Han Chinese politician and scholar of the Qing dynasty (1631–1694)

Xu Qianxue (徐乾學‎ (Xú Qiánxué, Hsu Ch‘ien-hsueh), 24 November 1631 - 8 September 1694) was a Han Chinese politician, scholar, and bibliophile of the Qing dynasty.

==Career==

Xu Qianxue was born in Kunshan in Jiangsu province in 1631. He obtained a jinshi degree in the imperial examination in 1670, ranking third overall as a Tanhua. In 1672, he was placed in charge of supervising the Shun-t'ien provincial examinations. He was tasked with compiling the History of Ming in 1682 before being promoted to the sub-chancellorship of the Grand Secretariat in 1685. He concurrently served as an instructor in the Hanlin Academy. The following year, Xu was appointed vice-president of the Board of Rites and was made president of the Censorate in 1687. At the same time, Xu served as director-general of the commission appointed to compile the Comprehensive Geography of the Empire (大明一統志). Xu then became president of the Board of Punishments in 1688 as well as chief examiner of the metropolitan examination.

Xu was heavily involved in the factional struggles between Mingju and Songgotu in the late-seventeenth century. He supported Mingju's 'northern party' against Songgotu, but formed his own 'southern party' after falling out with Mingju. Xu also had a bitter rivalry with Li Guangdi, who considered him 'treacherous and dangerous in Court politics'. Xu resigned from office after he was accused to taking bribes from Zhang Qian, who was then governor of Huguang. However, Xu remained in Beijing to supervise various literary projects. After his opponents accused one of his sons of, among other offences, obtaining his jinshi degree fraudulently, Xu resigned from these literary duties in the capital and returned home in 1690 to work on the Comprehensive Geography of the Empire with other leading scholars.

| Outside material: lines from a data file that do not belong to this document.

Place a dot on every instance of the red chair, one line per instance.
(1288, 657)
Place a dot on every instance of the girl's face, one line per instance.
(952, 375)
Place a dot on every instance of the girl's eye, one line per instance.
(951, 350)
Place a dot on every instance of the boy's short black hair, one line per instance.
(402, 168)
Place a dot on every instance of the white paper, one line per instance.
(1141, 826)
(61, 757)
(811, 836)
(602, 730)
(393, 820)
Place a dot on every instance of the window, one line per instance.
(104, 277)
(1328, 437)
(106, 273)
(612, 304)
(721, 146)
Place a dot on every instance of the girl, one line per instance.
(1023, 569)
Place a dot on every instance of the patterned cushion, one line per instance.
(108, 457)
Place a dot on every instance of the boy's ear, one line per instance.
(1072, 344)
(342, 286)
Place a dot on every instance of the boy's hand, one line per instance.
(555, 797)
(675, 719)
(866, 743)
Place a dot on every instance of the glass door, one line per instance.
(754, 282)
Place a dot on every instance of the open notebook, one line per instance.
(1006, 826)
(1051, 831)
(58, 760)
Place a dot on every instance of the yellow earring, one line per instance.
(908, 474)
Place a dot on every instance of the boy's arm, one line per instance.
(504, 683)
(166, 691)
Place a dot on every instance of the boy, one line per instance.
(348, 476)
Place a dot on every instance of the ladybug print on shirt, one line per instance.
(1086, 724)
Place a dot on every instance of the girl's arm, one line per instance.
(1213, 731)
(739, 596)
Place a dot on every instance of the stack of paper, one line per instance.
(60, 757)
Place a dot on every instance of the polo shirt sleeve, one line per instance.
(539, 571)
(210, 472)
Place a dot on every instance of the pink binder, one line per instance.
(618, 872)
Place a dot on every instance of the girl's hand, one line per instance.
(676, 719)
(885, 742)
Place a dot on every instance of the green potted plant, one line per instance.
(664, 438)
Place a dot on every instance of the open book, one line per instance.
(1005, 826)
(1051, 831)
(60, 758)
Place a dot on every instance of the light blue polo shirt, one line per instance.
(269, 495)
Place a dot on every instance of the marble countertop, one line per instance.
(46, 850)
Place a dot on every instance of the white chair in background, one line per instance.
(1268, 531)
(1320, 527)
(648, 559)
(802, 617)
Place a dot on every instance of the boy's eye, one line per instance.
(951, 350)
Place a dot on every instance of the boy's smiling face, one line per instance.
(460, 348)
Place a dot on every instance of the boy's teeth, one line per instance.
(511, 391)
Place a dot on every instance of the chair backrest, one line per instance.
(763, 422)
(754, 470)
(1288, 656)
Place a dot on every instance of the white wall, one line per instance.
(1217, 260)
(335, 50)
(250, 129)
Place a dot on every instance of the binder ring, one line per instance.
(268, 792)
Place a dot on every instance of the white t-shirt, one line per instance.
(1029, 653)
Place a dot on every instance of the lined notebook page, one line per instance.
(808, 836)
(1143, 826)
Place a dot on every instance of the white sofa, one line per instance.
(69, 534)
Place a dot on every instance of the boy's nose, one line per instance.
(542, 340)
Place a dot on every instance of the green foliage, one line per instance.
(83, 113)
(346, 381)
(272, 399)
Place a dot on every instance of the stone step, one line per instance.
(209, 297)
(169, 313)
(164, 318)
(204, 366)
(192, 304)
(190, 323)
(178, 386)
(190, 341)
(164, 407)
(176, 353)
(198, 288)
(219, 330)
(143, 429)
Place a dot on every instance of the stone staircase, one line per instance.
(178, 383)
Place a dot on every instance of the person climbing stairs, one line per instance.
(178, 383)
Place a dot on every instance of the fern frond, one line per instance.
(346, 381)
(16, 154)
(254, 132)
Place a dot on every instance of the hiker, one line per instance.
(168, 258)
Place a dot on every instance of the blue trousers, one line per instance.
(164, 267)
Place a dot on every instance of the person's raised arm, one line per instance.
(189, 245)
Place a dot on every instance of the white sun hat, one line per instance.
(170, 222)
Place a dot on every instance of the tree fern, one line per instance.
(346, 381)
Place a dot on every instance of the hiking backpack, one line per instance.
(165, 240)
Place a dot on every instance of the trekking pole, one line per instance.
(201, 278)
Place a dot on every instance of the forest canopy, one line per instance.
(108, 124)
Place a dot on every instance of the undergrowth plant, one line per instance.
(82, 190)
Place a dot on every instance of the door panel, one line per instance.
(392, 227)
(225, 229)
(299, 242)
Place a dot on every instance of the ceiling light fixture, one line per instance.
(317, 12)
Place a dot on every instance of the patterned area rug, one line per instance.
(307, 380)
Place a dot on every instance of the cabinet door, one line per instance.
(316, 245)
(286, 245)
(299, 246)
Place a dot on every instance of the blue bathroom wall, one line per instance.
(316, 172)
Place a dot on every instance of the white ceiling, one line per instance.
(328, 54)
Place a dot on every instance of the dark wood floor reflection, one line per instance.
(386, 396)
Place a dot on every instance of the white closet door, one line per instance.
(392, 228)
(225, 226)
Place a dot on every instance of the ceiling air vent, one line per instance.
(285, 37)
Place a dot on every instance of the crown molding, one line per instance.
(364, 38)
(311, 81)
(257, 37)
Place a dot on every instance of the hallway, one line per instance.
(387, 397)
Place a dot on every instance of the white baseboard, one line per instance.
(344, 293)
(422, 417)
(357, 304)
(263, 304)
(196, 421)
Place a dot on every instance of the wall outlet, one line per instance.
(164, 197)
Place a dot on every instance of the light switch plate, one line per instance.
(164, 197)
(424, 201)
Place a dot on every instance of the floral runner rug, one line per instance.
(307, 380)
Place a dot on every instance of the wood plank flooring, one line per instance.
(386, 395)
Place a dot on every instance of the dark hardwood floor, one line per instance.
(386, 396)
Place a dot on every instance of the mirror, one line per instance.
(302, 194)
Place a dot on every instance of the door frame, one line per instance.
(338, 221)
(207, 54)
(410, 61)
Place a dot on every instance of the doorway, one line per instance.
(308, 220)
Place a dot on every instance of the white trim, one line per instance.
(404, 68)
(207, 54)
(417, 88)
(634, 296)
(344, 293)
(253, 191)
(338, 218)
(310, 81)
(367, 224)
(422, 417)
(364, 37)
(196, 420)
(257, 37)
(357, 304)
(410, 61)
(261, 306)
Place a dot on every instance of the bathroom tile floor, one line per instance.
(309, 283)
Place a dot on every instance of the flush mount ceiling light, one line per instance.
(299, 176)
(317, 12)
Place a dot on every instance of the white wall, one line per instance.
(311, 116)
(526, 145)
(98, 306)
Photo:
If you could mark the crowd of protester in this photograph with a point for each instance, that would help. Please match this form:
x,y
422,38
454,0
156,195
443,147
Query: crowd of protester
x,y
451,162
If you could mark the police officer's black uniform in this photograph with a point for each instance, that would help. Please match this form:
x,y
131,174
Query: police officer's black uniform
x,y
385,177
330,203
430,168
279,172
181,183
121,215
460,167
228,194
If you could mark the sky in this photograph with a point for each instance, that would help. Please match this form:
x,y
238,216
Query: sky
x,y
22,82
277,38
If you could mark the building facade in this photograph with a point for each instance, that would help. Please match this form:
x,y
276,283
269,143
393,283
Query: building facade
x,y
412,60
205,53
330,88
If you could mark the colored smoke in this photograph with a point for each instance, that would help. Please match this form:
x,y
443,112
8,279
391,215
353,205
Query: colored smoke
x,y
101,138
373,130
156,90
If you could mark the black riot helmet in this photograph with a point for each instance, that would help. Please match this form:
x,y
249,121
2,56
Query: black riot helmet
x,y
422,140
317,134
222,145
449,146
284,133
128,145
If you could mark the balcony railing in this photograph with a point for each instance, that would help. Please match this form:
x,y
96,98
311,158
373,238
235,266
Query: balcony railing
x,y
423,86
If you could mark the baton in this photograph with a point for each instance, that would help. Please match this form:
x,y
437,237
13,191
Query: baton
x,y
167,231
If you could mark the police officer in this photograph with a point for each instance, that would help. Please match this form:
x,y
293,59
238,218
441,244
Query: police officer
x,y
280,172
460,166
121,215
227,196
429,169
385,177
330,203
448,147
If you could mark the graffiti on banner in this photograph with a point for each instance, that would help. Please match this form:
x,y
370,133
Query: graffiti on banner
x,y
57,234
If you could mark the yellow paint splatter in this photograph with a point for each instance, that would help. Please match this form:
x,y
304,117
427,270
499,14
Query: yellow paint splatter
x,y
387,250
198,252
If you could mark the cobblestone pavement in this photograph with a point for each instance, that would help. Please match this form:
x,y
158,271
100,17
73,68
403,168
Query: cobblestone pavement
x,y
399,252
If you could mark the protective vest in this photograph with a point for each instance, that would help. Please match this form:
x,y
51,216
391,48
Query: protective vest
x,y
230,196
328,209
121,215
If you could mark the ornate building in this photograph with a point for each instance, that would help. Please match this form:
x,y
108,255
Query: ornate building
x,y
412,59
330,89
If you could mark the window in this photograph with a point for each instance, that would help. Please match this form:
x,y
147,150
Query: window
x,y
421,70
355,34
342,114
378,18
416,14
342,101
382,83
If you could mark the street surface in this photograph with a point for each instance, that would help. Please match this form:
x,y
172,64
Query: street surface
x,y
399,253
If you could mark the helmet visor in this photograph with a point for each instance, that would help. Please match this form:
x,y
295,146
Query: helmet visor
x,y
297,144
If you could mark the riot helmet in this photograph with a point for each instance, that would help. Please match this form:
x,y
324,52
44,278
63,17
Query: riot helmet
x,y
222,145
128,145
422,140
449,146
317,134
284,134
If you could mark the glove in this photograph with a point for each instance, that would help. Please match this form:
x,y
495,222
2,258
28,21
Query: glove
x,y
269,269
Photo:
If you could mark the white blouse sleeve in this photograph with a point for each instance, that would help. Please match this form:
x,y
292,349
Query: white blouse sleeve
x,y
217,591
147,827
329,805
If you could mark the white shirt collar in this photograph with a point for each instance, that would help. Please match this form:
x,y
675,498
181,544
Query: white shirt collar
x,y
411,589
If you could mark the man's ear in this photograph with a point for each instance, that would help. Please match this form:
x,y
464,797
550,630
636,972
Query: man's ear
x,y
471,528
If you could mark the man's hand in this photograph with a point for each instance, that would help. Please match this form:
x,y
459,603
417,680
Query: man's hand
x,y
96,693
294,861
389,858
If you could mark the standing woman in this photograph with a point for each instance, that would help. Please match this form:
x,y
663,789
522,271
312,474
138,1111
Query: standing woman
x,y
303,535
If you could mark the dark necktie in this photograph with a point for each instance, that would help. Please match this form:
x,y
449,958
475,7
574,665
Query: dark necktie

Accusations of bribery, oppression of the common people, and misdemeanours committed by his family and servants followed Xu into retirement. According to Qizhi Zhang, Xu had developed an infamous reputation for abuse of power and taking bribes. There were popular ballads satirizing Xu's wealth 'piled up to the sky'. Consequently, he was stripped of his official rank and honours in 1691. In 1694, Xu was summoned to the capital to serve in various literary posts; however, he died before he could take office again.

== Family ==
Xu had five sons, all of whom also obtained jinshi degrees. His two younger brothers, Xu Bingyi and Xu Yuanwen, were jinshi degree holders as well. In addition, Xu was a nephew of Gu Yanwu, another famed scholar-official in the Qing Dynasty.